The flotation tailings are thickened to 50% solids in a 25.9 metre diameter flotation tailings thickener and leached in the tailings CIL circuit, which consists of three 14.6 metre diameter by 14.6 metre tall agitated tanks in series. Cyanide additions are lower in the tailings CIL circuit compared to the concentrate CIL circuit and carbon concentration is 8 g/L.

Overflow from all four thickeners is recycled through the process.

The carbon in both CIL circuits is moved counter-current to the slurry flow, and the loaded carbon from the first flotation tailings CIL tank is pumped to the third concentrate CIL tank to continue loading. Loaded carbon from the first concentrate CIL tank is pumped to the carbon elution circuit. Total carbon inventory is approximately 300 tonnes.

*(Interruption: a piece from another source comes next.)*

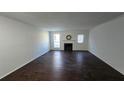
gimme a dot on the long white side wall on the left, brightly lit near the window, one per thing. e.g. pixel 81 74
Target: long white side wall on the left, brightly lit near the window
pixel 19 44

The loaded carbon is stripped in two parallel 7-tonne carbon stripping circuits. Gold is subsequently recovered by electro-winning. Gold flake is washed from the cathodes, dried and smelted in an induction furnace and cast into doré bars. Carbon is reactivated in a 2,400 kW electrically heated horizontal kiln for reuse in the CIL circuits.

Gold recovery
Historically, the overall metallurgical recovery of gold in the Kumtor processing plant has averaged 79.4%. With KGC current knowledge, the LOM plan annual recoveries are expected to range from 54% to 83%, averaging 78% depending on the head grade and metallurgical characteristics of the ore. Work continues at the Kumtor Mine on implementing strategies to improve gold recoveries.

Gold recovery within the CIL circuits is 30% of the residual gold in the flotation tailings and 90% of the gold contained in the sulphide concentrate. Overall, 90% of the recoverable gold is from the concentrate CIL circuit, with the remainder from the tailings CIL circuit.